How nutrition needs change with age
According to Katherine Tucker of the U.S. Department of Agriculture (USDA) Human Nutrition Research Center on Aging (HNRCA) at Tufts University, people tend to become less active as they age, which in turn leads to a slower metabolism. Because older individuals'  energy requirements decrease, they tend to eat less, as well.

Additionally, Tucker spotlighted research showing that older adults have a harder time absorbing and utilizing many nutrients, which makes their need for nutrients that much greater.

Finally, certain medications can affect nutrition requirements, and because older adults are more likely to use prescription drugs, it means seniors are at a greater risk of having adverse nutrient absorption issues.

"Maintaining a nutrient-dense diet is critically important for older adults because of the impact of food intake on health," stated a presentation from Tucker. "Years of research have demonstrated that diet quality has a huge effect on physical condition, cognitive condition, bone health, eye health, vascular function and the immune system."

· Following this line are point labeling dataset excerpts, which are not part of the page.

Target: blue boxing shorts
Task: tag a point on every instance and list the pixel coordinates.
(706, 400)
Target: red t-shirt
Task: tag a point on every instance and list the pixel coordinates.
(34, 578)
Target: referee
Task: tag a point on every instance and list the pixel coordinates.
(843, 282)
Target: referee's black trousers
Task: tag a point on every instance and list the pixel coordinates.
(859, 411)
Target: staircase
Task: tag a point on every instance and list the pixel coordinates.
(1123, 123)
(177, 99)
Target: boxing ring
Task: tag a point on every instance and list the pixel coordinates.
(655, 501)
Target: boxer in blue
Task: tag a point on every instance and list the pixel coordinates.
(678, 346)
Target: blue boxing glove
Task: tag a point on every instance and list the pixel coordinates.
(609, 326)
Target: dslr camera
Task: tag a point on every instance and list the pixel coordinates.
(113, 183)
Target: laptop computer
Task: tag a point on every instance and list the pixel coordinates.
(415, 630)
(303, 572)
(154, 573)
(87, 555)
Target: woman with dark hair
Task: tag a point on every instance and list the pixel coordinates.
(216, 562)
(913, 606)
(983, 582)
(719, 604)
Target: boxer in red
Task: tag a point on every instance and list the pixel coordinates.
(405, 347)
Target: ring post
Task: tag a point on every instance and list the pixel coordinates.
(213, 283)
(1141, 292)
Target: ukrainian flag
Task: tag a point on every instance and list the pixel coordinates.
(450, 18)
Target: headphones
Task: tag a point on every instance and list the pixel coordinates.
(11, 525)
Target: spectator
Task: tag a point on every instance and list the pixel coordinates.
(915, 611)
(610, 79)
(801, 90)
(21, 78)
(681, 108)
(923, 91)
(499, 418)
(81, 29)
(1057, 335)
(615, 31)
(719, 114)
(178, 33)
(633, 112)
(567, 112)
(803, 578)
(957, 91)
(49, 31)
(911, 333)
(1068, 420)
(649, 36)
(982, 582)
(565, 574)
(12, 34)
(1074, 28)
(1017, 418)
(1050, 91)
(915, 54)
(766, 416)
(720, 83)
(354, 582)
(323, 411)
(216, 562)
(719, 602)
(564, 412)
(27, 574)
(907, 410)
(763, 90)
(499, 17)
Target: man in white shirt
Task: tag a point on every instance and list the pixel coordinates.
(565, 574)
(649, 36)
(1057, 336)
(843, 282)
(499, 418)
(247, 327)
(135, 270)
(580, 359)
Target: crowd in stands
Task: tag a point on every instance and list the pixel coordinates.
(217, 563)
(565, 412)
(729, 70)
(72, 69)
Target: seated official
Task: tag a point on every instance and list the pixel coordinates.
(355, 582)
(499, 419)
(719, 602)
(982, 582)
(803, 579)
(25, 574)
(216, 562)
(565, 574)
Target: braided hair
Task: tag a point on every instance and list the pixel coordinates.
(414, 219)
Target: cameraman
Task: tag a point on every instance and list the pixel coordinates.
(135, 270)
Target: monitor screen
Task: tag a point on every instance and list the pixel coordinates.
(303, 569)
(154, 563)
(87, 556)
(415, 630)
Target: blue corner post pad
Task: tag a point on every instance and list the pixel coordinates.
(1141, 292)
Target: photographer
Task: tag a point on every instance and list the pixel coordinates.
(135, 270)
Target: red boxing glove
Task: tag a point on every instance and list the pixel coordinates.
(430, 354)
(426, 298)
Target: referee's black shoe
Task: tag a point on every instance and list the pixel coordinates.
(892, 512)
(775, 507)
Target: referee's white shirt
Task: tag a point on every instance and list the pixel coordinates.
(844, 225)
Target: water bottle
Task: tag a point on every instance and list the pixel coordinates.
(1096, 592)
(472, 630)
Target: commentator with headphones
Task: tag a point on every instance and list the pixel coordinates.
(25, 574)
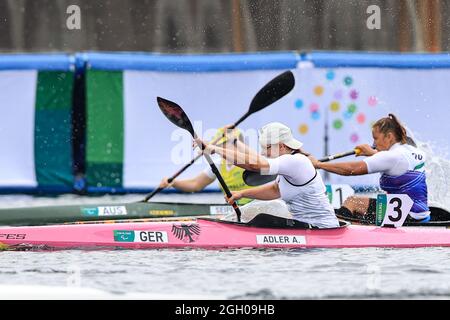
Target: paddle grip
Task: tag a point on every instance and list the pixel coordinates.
(337, 156)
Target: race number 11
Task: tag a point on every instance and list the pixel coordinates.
(392, 209)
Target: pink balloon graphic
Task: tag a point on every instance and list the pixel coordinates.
(314, 107)
(354, 138)
(361, 118)
(372, 101)
(338, 95)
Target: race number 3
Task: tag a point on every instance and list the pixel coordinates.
(393, 209)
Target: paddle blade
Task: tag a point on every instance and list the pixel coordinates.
(175, 114)
(252, 178)
(276, 89)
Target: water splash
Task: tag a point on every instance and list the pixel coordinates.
(438, 175)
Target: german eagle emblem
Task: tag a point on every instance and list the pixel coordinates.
(186, 232)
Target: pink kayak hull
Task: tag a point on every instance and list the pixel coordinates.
(202, 233)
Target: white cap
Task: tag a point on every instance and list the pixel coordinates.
(275, 133)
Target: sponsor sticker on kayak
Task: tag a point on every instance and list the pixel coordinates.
(280, 239)
(105, 211)
(216, 210)
(140, 236)
(165, 213)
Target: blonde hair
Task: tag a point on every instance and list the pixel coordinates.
(391, 124)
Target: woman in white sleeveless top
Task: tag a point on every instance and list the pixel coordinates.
(298, 182)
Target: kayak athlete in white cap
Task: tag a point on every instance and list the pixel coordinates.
(298, 182)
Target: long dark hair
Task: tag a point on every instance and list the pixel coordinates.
(391, 124)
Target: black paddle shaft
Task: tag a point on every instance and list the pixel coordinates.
(177, 116)
(274, 90)
(221, 181)
(253, 178)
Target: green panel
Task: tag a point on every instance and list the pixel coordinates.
(53, 128)
(105, 125)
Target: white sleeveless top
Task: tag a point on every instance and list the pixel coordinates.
(303, 190)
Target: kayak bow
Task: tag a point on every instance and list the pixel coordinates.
(213, 233)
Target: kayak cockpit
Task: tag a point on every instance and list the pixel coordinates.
(264, 220)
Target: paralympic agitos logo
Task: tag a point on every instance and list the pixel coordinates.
(13, 236)
(186, 232)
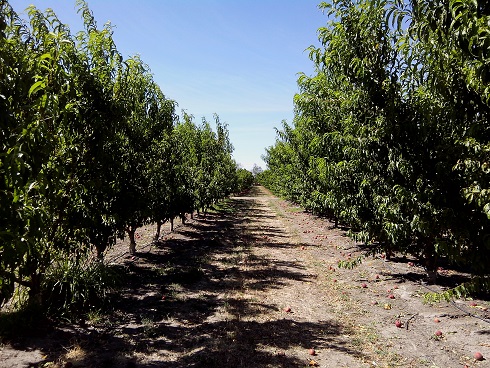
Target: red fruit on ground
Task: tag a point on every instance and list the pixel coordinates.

In short, the importance of senior nutrition grows at the same time that receiving nutrients becomes more difficult. With this in mind, an essential part of senior wellness is focusing on a diet rich in nutrients.

What nutrients are most important?
Among the nutrients highlighted by Tucker were:

  • Vitamin E: This nutrient is a crucial antioxidant that can assist immune systems. Adding nuts and seeds, such as almonds and sunflower seeds, to your diet is the ideal way to get enough of this nutrient.
  • Vitamin B6: Too little B6 can lead to problems with your metabolism, as well as cognitive function decline and depression. Once again, nuts and seeds are both high in Vitamin B6.
  • Magnesium: Like calcium, magnesium is very important for bone health, an issue many seniors struggle with. Doubling up on fruits and veggies is a great way to receive more of this nutrient.
  • Vitamin B12: Even though many seniors get enough B12, their stomach is unable to properly absorb it. Also, many acid blocking drugs prevent B12 from being absorbed. You should focus on B12-rich foods, such as fish, meat, poultry, eggs and milk. You may also want to speak to your doctor about taking a supplement.
  • Vitamin D: Less exposure to sunlight and reduced kidney function can both lead to Vitamin D deficiency for seniors. In addition to drinking more milk, a supplement may also be necessary to receive the bone and cognitive benefits associated with Vitamin D.

Another common nutrient spotlighted as particularly beneficial to seniors was omega 3 fatty acid. Experts state the acids, which can be found in many types of fish and flaxseed oil, reduce inflammation that can lead to heart disease, cancer and arthritis.

It's also important to remember to stay hydrated. Your body requires the same amount of water to function properly as you age, but you may find yourself not getting thirsty as often.

What to avoid
Just as there are nutrients you should focus on getting enough of, there are others you'll want to avoid as you age. Chief among these is sodium.

Sodium is associated with high blood pressure and other ailments and can be found in processed food. Fresh fruits and vegetables are very low in sodium, making them the best alternative.

Tucker also spotlighted folate as something that can be troublesome. While folic acid can help protect against cognitive decline, too much has been associated with Vitamin B12 deficiency and increased risk of cancer. This means that you should make sure your intake of dark green and leafy vegetables is moderate, as going over board on these types of foods can be detrimental.

Incorporating more nutrients into your diet
Completely transforming your dietary habits overnight is much easier said than done, and some seniors may find themselves having trouble cooking enough varied meals to receive all the nutrients they need.

For this reason, relying on supplements can often be a good way to receive more nutrients. However, it's important to speak with your doctor before you begin taking anything, even if it's just a multivitamin, as this could interfere with certain medications.

Another strategy to receive more nutrients quickly is to begin making special smoothies that contain a number of different foods. By combining various fruits, vegetables and proteins into a single drink, you can obtain the healthy substances you need in one go instead of having to prepare numerous meals and snacks.